At Kotaku, Joshua Wise has a lengthy post about the morality of video games and the efforts of some designers to create reinforcing moral systems in gaming environment. He then proposes an alternative model:

As Aristotle said, the more a person does the good, the more they like doing the good, and conversely, the more a person does evil, the more they are inclined to continue to do evil. Both reason and experience back up Aristotle' s observation. If a person acts in a pattern of charity, they will become the kind of person who is inclined toward charity. If a person habitually degrades other people, they will find it difficult to think well of someone new they meet. One can make an argument for this easily observed reality from theological, philosophical, psychological, and physical grounds. Given this, perhaps the next evolution of the morality system in games should be one which pushed a player toward a particular choice depending on their tendencies. If the player has thrown someone out of the window the past three times he or she has argued, shouldn't that be what he or she is inclined to do this time?

Implementation could be achieved in game by either limiting the player's time to make a choice, and by weighing the way he or she starts off making the choice, i.e. it's easier to click that part of the screen, or you have to go a farther distance with the cursor to get to the alternate choice.
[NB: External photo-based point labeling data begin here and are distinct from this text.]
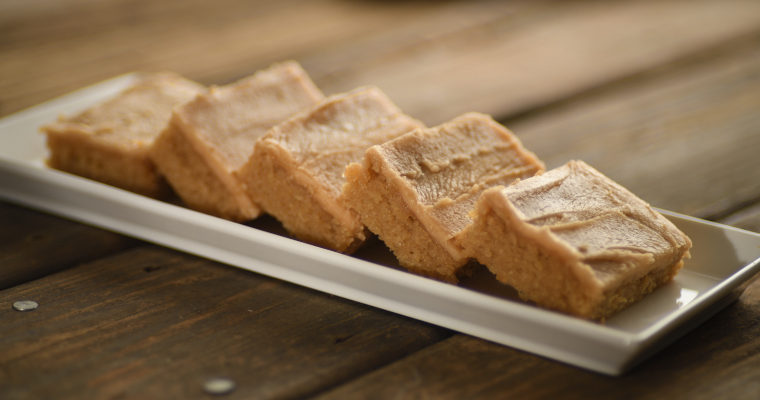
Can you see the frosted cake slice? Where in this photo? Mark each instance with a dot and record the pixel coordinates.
(415, 192)
(211, 137)
(110, 142)
(575, 241)
(296, 171)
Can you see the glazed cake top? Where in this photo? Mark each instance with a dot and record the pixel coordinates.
(136, 116)
(588, 218)
(444, 169)
(324, 139)
(231, 118)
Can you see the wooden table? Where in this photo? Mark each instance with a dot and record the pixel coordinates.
(662, 96)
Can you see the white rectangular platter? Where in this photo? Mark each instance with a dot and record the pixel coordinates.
(722, 258)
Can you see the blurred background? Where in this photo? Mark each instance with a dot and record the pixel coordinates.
(653, 93)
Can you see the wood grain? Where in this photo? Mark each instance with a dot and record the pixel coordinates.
(434, 59)
(683, 138)
(33, 244)
(522, 60)
(152, 323)
(708, 363)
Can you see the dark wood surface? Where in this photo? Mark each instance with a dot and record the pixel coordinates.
(662, 96)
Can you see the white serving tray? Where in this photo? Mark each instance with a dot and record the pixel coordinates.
(722, 258)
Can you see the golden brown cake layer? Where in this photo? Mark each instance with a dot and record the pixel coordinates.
(573, 240)
(110, 142)
(211, 137)
(430, 179)
(296, 171)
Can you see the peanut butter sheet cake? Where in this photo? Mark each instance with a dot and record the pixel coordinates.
(573, 240)
(110, 142)
(415, 192)
(301, 162)
(212, 136)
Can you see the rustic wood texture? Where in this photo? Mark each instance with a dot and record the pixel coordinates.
(33, 245)
(684, 137)
(152, 323)
(660, 95)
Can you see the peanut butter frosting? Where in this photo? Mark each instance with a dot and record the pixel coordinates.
(230, 118)
(337, 132)
(612, 235)
(135, 117)
(444, 169)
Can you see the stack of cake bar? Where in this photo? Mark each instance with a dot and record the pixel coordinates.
(333, 169)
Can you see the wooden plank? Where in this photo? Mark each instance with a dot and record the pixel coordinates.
(535, 56)
(435, 59)
(153, 323)
(718, 360)
(684, 138)
(47, 51)
(747, 218)
(34, 244)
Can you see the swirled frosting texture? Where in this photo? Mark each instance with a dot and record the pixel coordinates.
(597, 222)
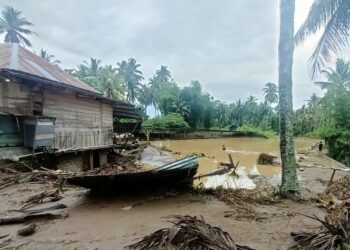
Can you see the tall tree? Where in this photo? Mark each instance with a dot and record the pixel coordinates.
(47, 57)
(110, 83)
(221, 114)
(181, 107)
(338, 78)
(145, 97)
(290, 184)
(333, 17)
(132, 78)
(163, 75)
(271, 93)
(14, 26)
(92, 66)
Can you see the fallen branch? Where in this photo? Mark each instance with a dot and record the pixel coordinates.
(38, 198)
(40, 210)
(26, 217)
(188, 232)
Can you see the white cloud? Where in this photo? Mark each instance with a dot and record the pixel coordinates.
(230, 46)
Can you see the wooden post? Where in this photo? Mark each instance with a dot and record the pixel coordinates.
(332, 177)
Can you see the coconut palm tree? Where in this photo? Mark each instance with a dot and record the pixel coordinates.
(181, 107)
(110, 83)
(221, 114)
(271, 93)
(334, 18)
(47, 57)
(163, 75)
(145, 96)
(313, 103)
(92, 67)
(132, 78)
(15, 27)
(290, 183)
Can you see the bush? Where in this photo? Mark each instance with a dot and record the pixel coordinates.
(258, 131)
(171, 121)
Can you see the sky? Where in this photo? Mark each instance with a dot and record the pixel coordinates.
(229, 46)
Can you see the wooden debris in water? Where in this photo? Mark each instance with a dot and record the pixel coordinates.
(187, 233)
(266, 159)
(246, 198)
(339, 189)
(38, 198)
(29, 230)
(335, 230)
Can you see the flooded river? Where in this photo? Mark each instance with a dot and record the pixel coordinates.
(244, 150)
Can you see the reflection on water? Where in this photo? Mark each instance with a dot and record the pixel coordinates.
(243, 150)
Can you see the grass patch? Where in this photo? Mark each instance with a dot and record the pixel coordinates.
(270, 134)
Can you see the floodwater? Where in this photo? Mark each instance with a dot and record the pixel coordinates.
(243, 150)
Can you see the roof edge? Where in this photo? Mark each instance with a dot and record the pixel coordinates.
(39, 79)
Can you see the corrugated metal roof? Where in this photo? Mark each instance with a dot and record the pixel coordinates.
(15, 57)
(125, 110)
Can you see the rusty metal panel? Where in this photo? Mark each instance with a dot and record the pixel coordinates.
(15, 57)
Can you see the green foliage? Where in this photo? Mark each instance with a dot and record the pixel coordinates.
(14, 26)
(171, 121)
(329, 117)
(333, 19)
(259, 132)
(338, 144)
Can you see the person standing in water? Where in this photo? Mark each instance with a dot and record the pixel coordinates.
(320, 147)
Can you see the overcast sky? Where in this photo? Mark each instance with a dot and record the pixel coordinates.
(230, 46)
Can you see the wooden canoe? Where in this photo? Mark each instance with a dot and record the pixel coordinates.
(178, 174)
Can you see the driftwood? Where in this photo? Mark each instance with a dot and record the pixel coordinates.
(40, 210)
(266, 159)
(38, 198)
(26, 217)
(188, 232)
(29, 230)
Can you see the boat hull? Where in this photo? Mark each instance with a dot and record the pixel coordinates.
(178, 174)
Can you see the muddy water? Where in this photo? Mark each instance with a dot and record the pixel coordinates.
(244, 150)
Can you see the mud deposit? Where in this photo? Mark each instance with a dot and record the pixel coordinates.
(114, 222)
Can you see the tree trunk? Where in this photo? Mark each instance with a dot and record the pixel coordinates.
(290, 183)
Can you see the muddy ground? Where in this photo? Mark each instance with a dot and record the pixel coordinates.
(114, 222)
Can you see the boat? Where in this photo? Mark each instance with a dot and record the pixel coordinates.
(177, 174)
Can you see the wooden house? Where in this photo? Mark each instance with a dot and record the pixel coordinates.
(43, 108)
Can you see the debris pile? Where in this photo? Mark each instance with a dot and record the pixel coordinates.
(339, 189)
(125, 161)
(246, 198)
(188, 232)
(335, 231)
(266, 159)
(123, 164)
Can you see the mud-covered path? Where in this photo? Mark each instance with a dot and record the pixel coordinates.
(114, 222)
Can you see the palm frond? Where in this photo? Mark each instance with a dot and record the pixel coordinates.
(334, 16)
(188, 232)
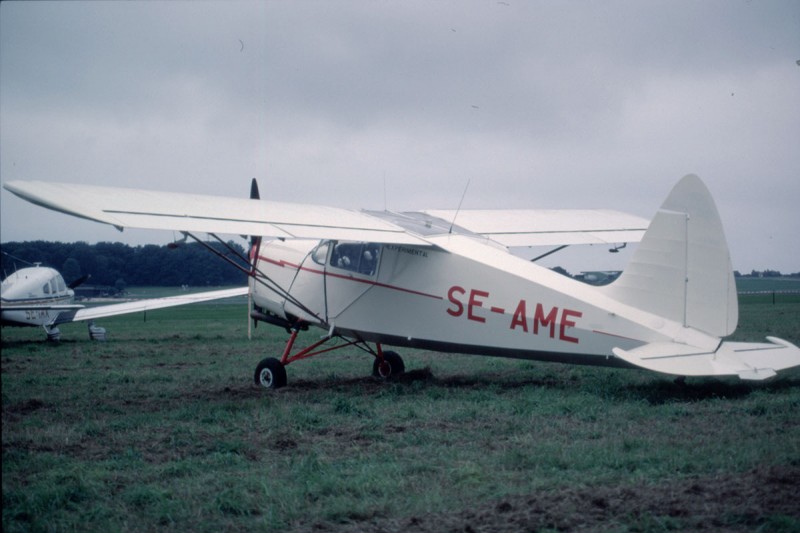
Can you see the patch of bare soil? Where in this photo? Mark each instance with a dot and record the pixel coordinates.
(741, 502)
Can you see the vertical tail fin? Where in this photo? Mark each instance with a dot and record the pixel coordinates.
(681, 269)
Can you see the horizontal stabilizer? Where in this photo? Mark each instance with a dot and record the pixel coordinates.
(102, 311)
(754, 361)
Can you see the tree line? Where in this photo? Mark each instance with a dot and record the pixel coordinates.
(120, 265)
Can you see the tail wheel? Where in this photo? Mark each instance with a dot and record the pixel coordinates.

This would allow the user to make choices both in line and out of line with his or her tendency, but it would also show how making choices shapes what is most natural for a person. It would also be a good indication to the player of what kind of road their character is heading down. There may come a day, the game might say through this interface, where you are so far gone that the good choice will be utterly out of reach in the time you have. Or it might say that there is a time ahead when that bad choice is so distant from your own character and morality, that it is well nigh impossible for you to make that choice.


So, basically, a player could direct his player at will, but would have to show some sort of moral consistency (something that we've previously discussed).

Would you like to see such a system -- or any other moral system -- in video games?